In my decades of public service, I've never seen anything like the opioid epidemic ravaging our nation right now. Last year, nearly 50,000 Americans died from overdoses involving opioids. That was an increase of nearly 7,000 from 2016—which was itself an increase of about 9,000 from 2015. The numbers have been climbing for nearly two decades now, thanks in large part to the introduction of a synthetic drug called fentanyl.
Fentanyl is powerful pain medication—100 times stronger than morphine—often used as a sedative for large animals. Just 2 milligrams of the substance is lethal to an adult, making it almost as deadly as ricin. What has made it especially fatal is that it is now often laced into other drugs, such as heroin, pills, and even marijuana, without the users knowing it. Narcotics Police have even abandoned field tests of drugs out of fear they may accidentally come into contact with fentanyl.
Take a look at what's happened in my home state: Ohio has the second-most opioid overdose deaths in the nation last year, with a total of 4,329 deaths, or 39.1 per 100,000 people. The city of Dayton is the birthplace of the Wright Brothers, inventors of flight, but addicts seeking more dangerous highs have helped the city become known as America's overdose capital—more overdoses occur in Dayton than anywhere else in the nation. The reason behind this is the same for why there is so much human trafficking in the area: the interchange of Interstate-70 and Interstate-75 lies just outside the city. Smugglers use this highway interchange to move people, guns, and drugs north to Canada, or east to the coast. Almost every drug that gets to New York travels up from the southern border and through Dayton.
Fortunately, Republicans and Democrats alike have recognized the seriousness of the opioid crisis and are acting in bipartisan manner to solve it. President Trump last week signed into law the SUPPORT for Patients and Communities Act, which takes a multifaceted approach to the problem by addressing treatment, recovery, and prevention. The bill passed the House 396-14 in June and the Senate 99-1 earlier this month, a heartening sign of bipartisanship in these polarized times.
But there's more to be done. A documentary recently produced by Sara Carter, a Fox News columnist, shows how Mexican drug cartels contribute to this crisis.

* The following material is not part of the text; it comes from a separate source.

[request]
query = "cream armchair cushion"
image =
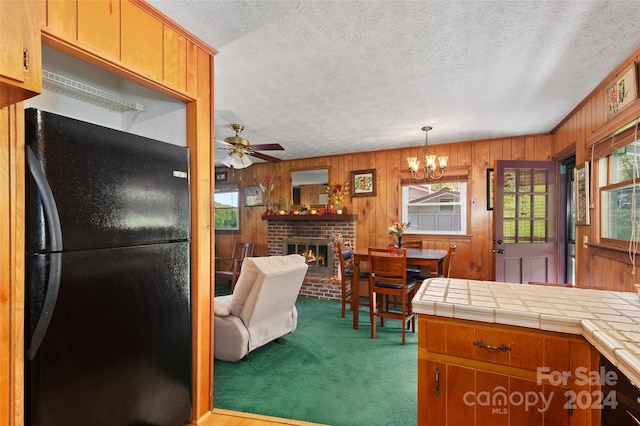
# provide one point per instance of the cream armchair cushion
(261, 308)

The film, Not In Vein, is emotionally powerful and well-researched: Carter spent years studying the topic and interviewing experts, including law enforcement officials. Carter interviews those who have been on the front lines of the battle against opioids in law enforcement and with families who've suffered the horrific loss of a child from the scourge of this addiction. She found that the cartels move their drugs and people into the country by exploiting certain areas of the United States-Mexico border. Tunnel systems, spotters, and midnight attempts all play a role in smuggling drugs into the nation.

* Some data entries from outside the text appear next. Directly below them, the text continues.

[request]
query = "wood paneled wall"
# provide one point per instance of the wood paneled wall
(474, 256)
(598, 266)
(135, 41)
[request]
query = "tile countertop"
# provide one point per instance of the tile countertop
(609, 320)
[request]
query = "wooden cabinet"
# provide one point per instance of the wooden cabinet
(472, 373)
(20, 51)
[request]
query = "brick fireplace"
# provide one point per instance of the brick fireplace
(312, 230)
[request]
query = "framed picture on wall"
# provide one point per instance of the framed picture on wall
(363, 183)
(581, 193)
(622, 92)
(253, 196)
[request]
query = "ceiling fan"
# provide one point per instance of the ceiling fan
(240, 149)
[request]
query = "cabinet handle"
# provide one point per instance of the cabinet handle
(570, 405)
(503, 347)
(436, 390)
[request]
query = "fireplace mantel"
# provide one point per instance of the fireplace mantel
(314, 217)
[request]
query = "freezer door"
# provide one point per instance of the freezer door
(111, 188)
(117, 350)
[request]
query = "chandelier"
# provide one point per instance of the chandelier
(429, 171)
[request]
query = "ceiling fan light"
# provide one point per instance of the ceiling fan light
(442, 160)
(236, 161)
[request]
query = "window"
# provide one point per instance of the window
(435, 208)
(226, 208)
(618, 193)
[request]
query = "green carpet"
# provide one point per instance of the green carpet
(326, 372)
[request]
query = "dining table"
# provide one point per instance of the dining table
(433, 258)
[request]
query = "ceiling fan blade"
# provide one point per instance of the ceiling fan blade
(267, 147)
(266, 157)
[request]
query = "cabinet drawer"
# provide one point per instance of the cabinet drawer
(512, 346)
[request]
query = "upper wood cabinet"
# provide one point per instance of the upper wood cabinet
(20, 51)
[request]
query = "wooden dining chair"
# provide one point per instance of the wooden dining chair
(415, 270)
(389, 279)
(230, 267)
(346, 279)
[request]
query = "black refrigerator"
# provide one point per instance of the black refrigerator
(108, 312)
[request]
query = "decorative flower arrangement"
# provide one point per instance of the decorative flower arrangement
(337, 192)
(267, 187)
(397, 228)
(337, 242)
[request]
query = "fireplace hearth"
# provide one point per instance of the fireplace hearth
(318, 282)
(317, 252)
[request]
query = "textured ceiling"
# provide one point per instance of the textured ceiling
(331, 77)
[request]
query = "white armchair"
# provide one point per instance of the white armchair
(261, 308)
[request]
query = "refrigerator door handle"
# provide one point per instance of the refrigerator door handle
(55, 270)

Her solution to the crisis is much in line with the president's immigration ideas: a massive wall on the southern border. Our border police are spread too thin along the 1,954-mile-long border. They do not have the resources to address the amount of activity. The lack of control at the southern border has made it easy for cartels to smuggle contraband deep into the country. According to a Senate report released this past May, the U.S. Border Patrol seized over 3,500 pounds of opioids—including 286 pounds of fentanyl—between 2013-2017, primarily at the Southern Border. The number of seizures was up, too, "increasing by 30% from 194 seizures in 2013 to 252 seizures in 2017."

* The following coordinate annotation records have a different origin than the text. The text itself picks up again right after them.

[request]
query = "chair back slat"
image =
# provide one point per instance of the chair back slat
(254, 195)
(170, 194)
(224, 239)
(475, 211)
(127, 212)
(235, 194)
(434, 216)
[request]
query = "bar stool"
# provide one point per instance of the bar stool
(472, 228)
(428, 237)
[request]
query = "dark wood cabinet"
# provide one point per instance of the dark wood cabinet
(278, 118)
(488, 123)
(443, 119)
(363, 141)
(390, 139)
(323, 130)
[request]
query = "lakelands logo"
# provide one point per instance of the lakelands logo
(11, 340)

It's important to recognize that the Southern border isn't the only source of opioids, but it is an important and growing one, which is why the solution Carter and other experts offer in Not In Vein deserves serious consideration from our politicians. Countless people around the country are making tremendous efforts to help addicts every day. But if we cannot stop the tide of drugs from entering the country, addicts will continue to get their fix, and more young people will continue to fall prey.